Marissa Mayer's Latest HR Scandal
SAN FRANCISCO, CA - SEPTEMBER 11: Yahoo! CEO Marissa Mayer speaks during the 2013 TechCrunch Disrupt conference on September 11, 2013 in San Francisco, California. The TechCruch Disrupt Conference runs through September 11. (Photo by Justin Sullivan/Getty Images)
SAN FRANCISCO, CA - SEPTEMBER 11: Yahoo! CEO Marissa Mayer speaks during the 2013 TechCrunch Disrupt conference on September 11, 2013 in San Francisco, California. The TechCruch Disrupt Conference runs through September 11. (Photo by Justin Sullivan/Getty Images)

Looks like Yahoo and Microsoft are pulling a switcheroo.
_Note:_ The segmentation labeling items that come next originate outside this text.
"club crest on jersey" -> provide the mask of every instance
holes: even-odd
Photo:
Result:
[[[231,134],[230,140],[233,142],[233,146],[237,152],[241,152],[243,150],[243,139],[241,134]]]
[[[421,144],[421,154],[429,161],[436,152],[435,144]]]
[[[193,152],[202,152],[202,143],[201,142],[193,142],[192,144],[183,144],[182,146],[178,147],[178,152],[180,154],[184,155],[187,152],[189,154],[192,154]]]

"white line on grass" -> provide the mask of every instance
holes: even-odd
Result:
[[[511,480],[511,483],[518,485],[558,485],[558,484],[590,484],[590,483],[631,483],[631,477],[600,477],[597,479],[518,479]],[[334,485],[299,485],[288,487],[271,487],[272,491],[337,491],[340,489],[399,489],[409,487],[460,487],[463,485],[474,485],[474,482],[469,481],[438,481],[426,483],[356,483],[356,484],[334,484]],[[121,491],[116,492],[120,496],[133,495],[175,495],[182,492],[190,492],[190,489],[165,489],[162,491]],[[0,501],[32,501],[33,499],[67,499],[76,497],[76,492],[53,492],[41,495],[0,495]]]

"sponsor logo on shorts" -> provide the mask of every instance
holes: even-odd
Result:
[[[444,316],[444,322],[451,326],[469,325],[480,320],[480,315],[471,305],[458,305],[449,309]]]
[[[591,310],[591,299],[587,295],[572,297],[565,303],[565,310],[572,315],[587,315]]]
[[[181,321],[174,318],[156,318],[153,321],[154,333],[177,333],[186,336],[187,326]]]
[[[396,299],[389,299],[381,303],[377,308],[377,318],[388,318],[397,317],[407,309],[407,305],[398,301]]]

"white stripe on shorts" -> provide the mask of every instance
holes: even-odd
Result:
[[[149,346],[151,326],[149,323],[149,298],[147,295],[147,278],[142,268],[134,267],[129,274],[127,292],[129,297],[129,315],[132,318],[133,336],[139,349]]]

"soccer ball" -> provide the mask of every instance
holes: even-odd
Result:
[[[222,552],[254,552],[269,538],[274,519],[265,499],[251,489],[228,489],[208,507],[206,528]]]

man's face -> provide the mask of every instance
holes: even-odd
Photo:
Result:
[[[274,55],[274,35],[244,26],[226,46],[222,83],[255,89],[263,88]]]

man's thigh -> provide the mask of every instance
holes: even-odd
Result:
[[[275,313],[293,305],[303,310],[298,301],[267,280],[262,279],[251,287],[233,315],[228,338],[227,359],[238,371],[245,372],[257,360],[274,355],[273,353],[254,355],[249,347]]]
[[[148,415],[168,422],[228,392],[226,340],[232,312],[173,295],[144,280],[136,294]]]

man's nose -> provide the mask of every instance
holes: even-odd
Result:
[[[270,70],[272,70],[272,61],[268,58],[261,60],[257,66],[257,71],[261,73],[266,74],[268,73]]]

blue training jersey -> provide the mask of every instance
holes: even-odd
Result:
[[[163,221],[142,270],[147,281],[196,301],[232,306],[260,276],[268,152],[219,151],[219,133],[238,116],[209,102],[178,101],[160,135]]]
Microsoft told employees on Tuesday that it's ending its so-called "stack-ranking" system. Under Microsoft's infamous system, workers were ranked on a curve, and those at the low end would be fired or dealt with in some way. The goal in stopping these rankings is to focus more "on teamwork and collaboration," according to an internal memo human-resources chief Lisa Brummel sent to Microsoft employees, which The Verge got its hands on.

Yahoo employees can't be happy to hear that news. Just last week, it was reported that CEO Marissa Mayer had recently begun implementing this exact strategy at Yahoo. AllThingsD's Kara Swisher reported that Mayer asked managers to rank their workers on a curve, and more than 600 people have been fired in the past few weeks.

Stack ranking certainly didn't do Microsoft any favors over the years, breeding resentment and distrust among employees. "Every current and former Microsoft employee I interviewed—every one—cited stack ranking as the most destructive process inside of Microsoft, something that drove out untold numbers of employees,” Vanity Fair's Kurt Eichenwald wrote in a 2012 profile of Microsoft.

The biggest problem with stack ranking is that it encourages employees to be competitive with one another rather than collaborative. And it was just as anti-collaborative as Microsoft suspected. According to Eichenwald, Microsoft's top performers avoided working on the same teams "out of fear that they would be hurt in the rankings."

Microsoft now wants employees to focus on "how you leverage input and ideas from others, and what you contribute to others’ success," the memo said.

This system of stack ranking started with Jack Welch at General Electric in the 1980s before getting picked up by Microsoft. Stack ranking then became popular at Google, but it's not clear if Mayer, who was previously a vice president at Google, was involved in implementing it.